Cette situation absurde et pesante favorise l'émergence des SD car ceux-ci représentent la seule alternative politique. La preuve en a été donnée en décembre 2014 quand un vote crucial sur le budget intervenu au Riksdag, le parlement monocaméral suédois, a placé les SD en position d'arbitre dans la lutte qui opposait la Gauche et la Droite jusqu'à ce que les sept partis se rassemblent dans une grande coalition pour priver les SD de toute influence.
Comme le laisse entendre cet acte de désespoir, les Démocrates suédois offrent un mélange populiste – mais pas, comme on le dit habituellement, de « droite extrémiste » – d'anathèmes politiques dirigés contre l'ensemble des partis traditionnels : les points les plus importants du programme des SD sont l'assimilation des immigrés légaux, l'expulsion des illégaux et la réduction de l'immigration future d'au moins 90 %. Le parti promeut également toute une série de politiques nouvelles (relatives à la criminalité, à la défense, à l'union européenne et à Israël) qui, bien loin du consensus suédois, apparaissent comme tout à fait odieuses aux yeux des autres partis.

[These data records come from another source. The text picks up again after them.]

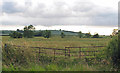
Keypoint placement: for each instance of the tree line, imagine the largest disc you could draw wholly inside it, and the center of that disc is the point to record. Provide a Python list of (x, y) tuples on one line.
[(29, 32)]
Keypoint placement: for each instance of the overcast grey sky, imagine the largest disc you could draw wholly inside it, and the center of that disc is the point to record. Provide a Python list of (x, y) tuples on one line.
[(49, 13)]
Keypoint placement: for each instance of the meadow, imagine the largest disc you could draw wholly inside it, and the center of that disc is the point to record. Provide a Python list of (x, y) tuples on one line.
[(48, 64)]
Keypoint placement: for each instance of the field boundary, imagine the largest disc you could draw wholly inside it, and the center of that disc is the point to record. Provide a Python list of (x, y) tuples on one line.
[(66, 52)]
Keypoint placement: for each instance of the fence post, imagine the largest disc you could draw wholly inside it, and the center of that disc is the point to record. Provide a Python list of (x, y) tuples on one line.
[(79, 52), (69, 52), (54, 54), (5, 45), (65, 52)]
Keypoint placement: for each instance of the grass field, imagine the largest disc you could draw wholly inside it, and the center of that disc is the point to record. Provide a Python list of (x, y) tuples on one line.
[(47, 64)]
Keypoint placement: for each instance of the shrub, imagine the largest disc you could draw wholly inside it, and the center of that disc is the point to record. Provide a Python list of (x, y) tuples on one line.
[(113, 51), (62, 35), (96, 36), (16, 35), (47, 34)]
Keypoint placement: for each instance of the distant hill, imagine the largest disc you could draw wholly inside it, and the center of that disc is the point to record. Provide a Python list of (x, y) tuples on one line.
[(53, 32)]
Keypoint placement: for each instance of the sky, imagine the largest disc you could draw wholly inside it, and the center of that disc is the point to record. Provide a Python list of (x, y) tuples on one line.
[(93, 16)]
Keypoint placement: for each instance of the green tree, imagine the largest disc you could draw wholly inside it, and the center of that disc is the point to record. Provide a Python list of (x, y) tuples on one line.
[(29, 31), (62, 35), (80, 34), (96, 35), (88, 35), (47, 34), (16, 35)]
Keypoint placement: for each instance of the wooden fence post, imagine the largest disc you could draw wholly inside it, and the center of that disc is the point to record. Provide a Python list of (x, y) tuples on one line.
[(54, 53), (39, 54), (65, 52)]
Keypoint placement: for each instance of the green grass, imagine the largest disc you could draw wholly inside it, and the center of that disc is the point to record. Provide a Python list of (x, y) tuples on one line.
[(28, 60)]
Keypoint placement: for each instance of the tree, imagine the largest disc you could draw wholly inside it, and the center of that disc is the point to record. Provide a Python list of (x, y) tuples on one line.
[(80, 34), (29, 31), (96, 35), (47, 34), (62, 35)]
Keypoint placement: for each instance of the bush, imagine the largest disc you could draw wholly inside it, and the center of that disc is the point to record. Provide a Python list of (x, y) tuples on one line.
[(62, 35), (47, 34), (16, 35), (113, 51), (96, 36)]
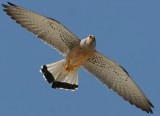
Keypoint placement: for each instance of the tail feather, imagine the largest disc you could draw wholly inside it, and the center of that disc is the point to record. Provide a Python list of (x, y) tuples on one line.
[(56, 73)]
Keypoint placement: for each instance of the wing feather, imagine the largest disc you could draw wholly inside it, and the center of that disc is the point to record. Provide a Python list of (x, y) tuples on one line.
[(117, 79), (47, 29)]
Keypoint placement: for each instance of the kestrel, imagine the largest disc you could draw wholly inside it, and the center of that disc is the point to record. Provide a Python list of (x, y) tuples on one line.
[(77, 53)]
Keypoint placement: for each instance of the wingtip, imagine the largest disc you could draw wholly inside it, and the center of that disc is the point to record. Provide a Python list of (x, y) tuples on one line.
[(150, 104), (11, 4)]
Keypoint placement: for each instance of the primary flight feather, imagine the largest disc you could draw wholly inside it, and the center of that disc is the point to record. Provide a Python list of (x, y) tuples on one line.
[(77, 53)]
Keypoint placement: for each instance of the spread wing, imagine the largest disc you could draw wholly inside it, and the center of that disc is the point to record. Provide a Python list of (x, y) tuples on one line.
[(49, 30), (117, 79)]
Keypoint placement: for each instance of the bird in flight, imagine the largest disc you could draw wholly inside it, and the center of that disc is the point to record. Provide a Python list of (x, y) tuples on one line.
[(77, 53)]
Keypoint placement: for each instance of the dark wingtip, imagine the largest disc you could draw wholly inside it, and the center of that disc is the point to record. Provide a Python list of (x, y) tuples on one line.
[(11, 4), (49, 77), (4, 5), (64, 85)]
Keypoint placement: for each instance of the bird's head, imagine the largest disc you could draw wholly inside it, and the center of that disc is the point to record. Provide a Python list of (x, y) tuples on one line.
[(89, 42)]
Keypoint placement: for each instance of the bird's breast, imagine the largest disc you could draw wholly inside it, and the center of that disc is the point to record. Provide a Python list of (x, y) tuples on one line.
[(77, 57)]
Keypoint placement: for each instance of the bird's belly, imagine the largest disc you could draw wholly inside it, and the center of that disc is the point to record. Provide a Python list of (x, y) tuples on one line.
[(76, 58)]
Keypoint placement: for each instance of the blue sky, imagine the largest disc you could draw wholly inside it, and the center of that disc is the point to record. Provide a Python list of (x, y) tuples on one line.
[(127, 31)]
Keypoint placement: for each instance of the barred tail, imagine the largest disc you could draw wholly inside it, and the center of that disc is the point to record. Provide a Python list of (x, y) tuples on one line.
[(57, 74)]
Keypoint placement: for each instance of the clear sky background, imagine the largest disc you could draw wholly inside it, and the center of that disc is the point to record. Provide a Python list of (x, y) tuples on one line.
[(128, 31)]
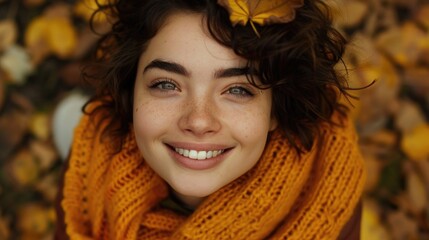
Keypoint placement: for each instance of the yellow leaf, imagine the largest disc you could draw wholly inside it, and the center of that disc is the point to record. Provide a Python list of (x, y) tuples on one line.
[(415, 143), (372, 228), (86, 8), (416, 192), (62, 37), (8, 33), (36, 219), (24, 168), (261, 12)]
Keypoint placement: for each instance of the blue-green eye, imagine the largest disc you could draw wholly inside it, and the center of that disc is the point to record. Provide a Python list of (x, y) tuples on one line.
[(165, 85), (240, 91)]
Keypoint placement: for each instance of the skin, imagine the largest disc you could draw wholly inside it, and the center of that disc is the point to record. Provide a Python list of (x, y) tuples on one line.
[(192, 93)]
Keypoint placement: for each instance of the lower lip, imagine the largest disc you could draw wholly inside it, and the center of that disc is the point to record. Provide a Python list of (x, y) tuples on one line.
[(195, 164)]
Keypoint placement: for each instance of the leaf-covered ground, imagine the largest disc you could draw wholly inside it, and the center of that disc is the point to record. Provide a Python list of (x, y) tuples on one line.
[(43, 44)]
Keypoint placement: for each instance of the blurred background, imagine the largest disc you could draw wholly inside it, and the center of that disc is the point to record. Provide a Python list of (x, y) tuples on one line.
[(44, 43)]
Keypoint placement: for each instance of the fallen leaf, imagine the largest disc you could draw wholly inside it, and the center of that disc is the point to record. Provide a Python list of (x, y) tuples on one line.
[(352, 13), (417, 79), (373, 167), (261, 12), (403, 44), (51, 33), (371, 226), (415, 144), (48, 186), (86, 8), (35, 219), (24, 169), (416, 191), (423, 15), (16, 62), (402, 226), (408, 116), (8, 33), (40, 125), (33, 3), (44, 152), (4, 228)]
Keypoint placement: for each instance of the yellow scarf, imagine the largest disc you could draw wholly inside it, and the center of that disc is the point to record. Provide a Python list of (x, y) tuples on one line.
[(285, 196)]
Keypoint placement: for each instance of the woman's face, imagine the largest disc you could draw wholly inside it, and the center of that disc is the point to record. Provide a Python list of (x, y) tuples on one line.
[(198, 122)]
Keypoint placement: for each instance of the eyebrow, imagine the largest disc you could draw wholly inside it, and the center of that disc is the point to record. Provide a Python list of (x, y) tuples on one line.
[(181, 70)]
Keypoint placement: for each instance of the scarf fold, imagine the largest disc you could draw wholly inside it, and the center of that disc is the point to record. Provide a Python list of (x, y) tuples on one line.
[(284, 196)]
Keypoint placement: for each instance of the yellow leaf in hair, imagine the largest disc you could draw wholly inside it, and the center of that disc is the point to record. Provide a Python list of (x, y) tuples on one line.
[(261, 11)]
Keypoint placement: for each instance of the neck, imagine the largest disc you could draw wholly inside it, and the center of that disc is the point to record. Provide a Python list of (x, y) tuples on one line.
[(189, 202)]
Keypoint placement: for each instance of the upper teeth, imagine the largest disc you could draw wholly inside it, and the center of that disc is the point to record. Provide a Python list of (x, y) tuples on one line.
[(200, 155)]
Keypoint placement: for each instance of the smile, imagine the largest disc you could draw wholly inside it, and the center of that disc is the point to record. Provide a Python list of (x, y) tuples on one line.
[(199, 155)]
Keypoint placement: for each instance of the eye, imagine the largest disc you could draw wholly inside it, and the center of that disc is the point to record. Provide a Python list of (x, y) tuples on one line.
[(240, 91), (164, 85)]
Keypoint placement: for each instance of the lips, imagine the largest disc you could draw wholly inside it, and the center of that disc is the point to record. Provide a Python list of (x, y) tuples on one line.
[(199, 155)]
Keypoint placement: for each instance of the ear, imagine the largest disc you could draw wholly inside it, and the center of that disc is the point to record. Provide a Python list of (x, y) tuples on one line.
[(273, 123)]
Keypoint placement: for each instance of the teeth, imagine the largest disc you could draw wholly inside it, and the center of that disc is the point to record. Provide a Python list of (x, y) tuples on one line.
[(200, 155)]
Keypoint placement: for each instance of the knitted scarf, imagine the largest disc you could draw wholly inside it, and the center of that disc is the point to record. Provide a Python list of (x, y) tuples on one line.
[(284, 196)]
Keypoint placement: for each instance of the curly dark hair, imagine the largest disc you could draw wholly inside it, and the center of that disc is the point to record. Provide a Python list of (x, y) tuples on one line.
[(295, 59)]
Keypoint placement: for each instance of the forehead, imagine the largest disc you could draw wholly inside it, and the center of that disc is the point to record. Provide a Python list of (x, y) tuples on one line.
[(184, 38)]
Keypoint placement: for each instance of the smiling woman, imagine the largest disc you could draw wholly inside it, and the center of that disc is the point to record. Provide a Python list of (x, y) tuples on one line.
[(203, 128)]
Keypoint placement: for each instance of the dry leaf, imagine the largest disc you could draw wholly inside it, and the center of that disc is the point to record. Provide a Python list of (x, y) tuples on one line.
[(423, 15), (15, 61), (40, 125), (48, 186), (416, 191), (261, 12), (8, 34), (403, 44), (408, 116), (371, 226), (352, 13), (44, 152), (402, 226), (51, 33), (373, 167), (33, 3), (24, 168), (4, 228), (417, 79), (86, 8), (35, 219), (415, 143)]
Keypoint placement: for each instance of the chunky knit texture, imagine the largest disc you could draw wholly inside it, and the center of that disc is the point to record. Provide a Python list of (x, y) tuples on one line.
[(285, 196)]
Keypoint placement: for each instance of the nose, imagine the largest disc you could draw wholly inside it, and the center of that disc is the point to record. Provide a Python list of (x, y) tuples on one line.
[(200, 118)]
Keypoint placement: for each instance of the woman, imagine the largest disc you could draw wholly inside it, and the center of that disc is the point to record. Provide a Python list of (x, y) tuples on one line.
[(208, 127)]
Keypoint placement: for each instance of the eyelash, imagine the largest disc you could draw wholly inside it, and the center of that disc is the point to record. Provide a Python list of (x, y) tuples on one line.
[(160, 85), (243, 92)]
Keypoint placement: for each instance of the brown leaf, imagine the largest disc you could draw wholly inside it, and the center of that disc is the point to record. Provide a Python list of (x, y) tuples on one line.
[(40, 125), (373, 167), (352, 13), (45, 154), (35, 219), (415, 144), (404, 44), (408, 116), (48, 186), (402, 226), (423, 15), (261, 12), (4, 228), (416, 191), (372, 226), (23, 168), (8, 33)]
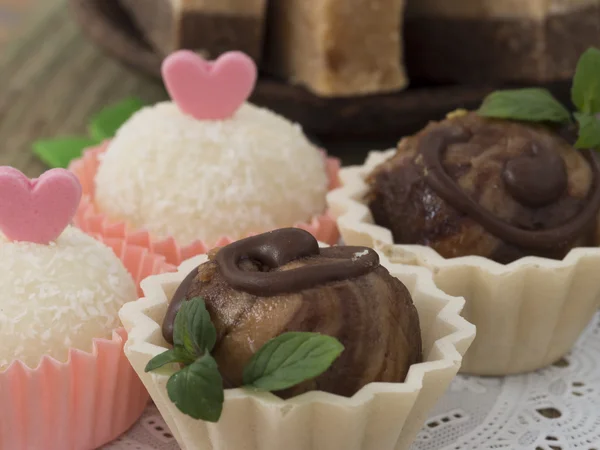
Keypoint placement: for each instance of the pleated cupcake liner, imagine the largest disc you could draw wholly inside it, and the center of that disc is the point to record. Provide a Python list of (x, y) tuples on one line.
[(92, 220), (528, 313), (381, 416), (85, 402)]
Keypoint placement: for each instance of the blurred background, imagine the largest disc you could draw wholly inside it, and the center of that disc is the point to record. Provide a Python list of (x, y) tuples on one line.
[(62, 61)]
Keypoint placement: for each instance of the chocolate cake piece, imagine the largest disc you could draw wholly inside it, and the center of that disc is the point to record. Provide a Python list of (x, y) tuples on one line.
[(210, 27), (499, 40), (337, 47)]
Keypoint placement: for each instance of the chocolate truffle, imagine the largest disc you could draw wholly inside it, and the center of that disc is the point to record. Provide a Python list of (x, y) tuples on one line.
[(260, 287), (493, 188)]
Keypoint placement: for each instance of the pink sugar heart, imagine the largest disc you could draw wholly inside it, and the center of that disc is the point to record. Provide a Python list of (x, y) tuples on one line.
[(209, 90), (37, 210)]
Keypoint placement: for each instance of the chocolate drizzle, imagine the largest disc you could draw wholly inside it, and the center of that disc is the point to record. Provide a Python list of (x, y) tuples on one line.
[(526, 189), (280, 247), (271, 251)]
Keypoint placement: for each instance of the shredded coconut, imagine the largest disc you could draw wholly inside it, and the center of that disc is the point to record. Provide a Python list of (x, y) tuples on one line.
[(58, 296), (174, 175)]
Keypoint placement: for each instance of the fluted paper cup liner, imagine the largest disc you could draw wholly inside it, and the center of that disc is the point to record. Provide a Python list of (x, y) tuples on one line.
[(92, 220), (82, 403), (528, 313), (381, 416)]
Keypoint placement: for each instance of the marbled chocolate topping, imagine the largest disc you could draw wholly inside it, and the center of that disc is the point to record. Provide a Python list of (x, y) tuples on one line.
[(499, 189), (273, 250), (367, 309), (276, 249), (536, 177)]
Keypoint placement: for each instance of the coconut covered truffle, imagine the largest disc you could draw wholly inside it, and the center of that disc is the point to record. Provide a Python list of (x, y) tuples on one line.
[(58, 296), (501, 189), (177, 174)]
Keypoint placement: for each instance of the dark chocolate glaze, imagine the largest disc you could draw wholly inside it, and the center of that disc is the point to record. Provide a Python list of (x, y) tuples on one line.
[(273, 250), (280, 247), (535, 189)]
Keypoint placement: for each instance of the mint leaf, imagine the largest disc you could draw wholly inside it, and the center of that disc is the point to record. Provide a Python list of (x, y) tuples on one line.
[(58, 153), (585, 92), (193, 329), (105, 124), (197, 390), (290, 359), (530, 105), (589, 131), (175, 355)]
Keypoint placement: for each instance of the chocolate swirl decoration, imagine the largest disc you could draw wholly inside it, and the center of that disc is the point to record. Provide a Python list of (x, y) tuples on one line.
[(273, 250), (520, 182)]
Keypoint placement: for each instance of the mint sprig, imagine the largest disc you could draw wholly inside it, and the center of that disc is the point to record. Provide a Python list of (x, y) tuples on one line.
[(585, 92), (193, 330), (59, 152), (197, 387), (290, 359), (529, 105), (538, 105), (107, 122)]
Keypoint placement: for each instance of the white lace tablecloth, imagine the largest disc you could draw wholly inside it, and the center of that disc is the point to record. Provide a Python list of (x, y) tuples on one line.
[(557, 408)]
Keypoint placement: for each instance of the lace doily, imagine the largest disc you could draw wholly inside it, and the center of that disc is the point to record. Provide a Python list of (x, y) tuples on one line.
[(557, 408)]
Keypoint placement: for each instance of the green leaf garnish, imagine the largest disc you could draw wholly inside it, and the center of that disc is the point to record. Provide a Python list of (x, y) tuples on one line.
[(197, 390), (290, 359), (175, 355), (193, 329), (58, 153), (585, 92), (105, 124), (589, 131), (530, 105)]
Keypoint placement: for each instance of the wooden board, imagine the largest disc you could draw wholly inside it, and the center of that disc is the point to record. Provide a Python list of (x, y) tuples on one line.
[(52, 80), (382, 117)]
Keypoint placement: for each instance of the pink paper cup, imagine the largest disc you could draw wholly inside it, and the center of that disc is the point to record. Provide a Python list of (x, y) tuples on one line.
[(85, 402), (91, 220)]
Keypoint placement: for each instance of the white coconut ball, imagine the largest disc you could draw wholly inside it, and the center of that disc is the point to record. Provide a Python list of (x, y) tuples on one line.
[(58, 296), (177, 176)]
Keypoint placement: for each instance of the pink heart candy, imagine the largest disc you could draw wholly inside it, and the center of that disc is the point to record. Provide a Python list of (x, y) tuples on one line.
[(209, 90), (37, 210)]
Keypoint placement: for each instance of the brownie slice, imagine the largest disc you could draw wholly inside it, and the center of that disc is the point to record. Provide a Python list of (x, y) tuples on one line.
[(337, 47), (498, 40), (210, 27)]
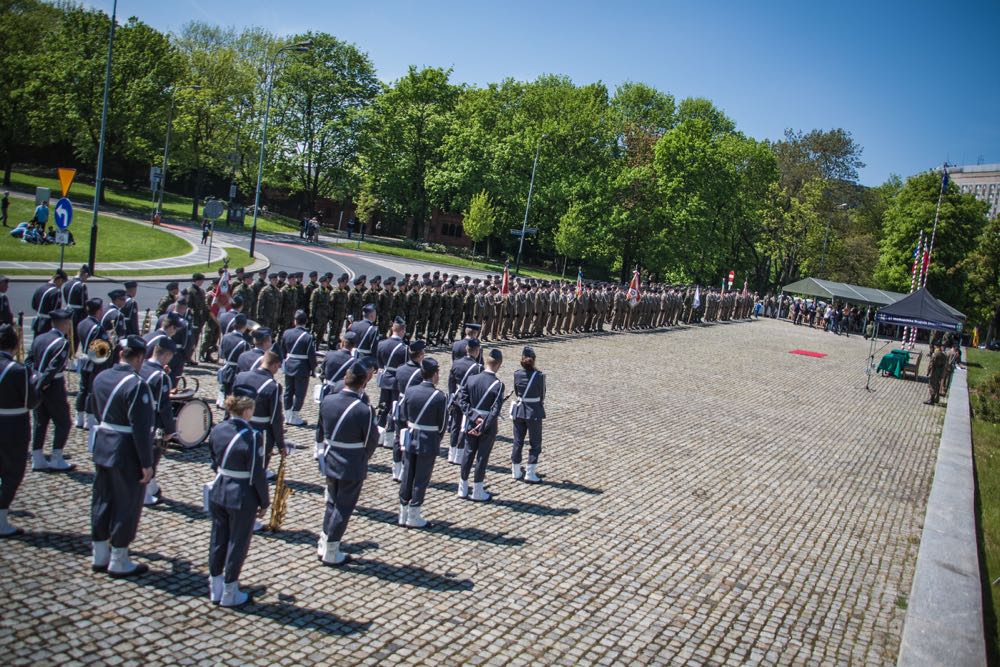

Une annonce dans le métro de Stockholm qui illustre le message des Démocrates suédois. |
C'est à raison que le système en place déteste et craint les SD, cherchant minutieusement la moindre occasion pour prendre le parti en défaut, en commençant par son passé prétendument néofasciste (alors que les liens avec le fascisme ne sont pas spécifiques aux SD) et dépistant les plus petites faiblesses de ses dirigeants.
Soutenir les SD demeure tabou. Un jour le commissaire en chef de la police nationale a écrit sur Twitter que le simple fait de voir le dirigeant des SD le fait « vomir ». Bien entendu, les membres de son personnel n'osent pas avouer qu'ils soutiennent le parti alors que, selon l'estimation que m'a donnée un agent, 50 % des policiers votent pour les SD.
Dans un tweet, le futur chef de la police nationale suédoise déclare vomir à la vue du dirigeant des Démocrates suédois. |
Malgré l'ostracisme dont ils sont frappés, les SD développent des liens de plus en plus forts avec les Suédois (et même avec certains immigrés) qui lui procurent des gains électoraux substantiels en multipliant par deux, grosso modo, sa représentation parlementaire tous les quatre ans : de 0,4 % en 1998, les SD sont passés à 1,3 % en 2002, 2,9 % en 2006, 5,7 % en 2010 et 12,9 % en septembre 2014. À présent, moins d'un an plus tard, un sondage YouGov indique que le parti a de nouveau pratiquement doublé son score, passant à 25,2 %, et qu'il dépasse désormais le parti social-démocrate au pouvoir (qui ne recueille que 23,4 %) et le plus grand (théoriquement) des partis de droite, les Modérés (situés à 21 %).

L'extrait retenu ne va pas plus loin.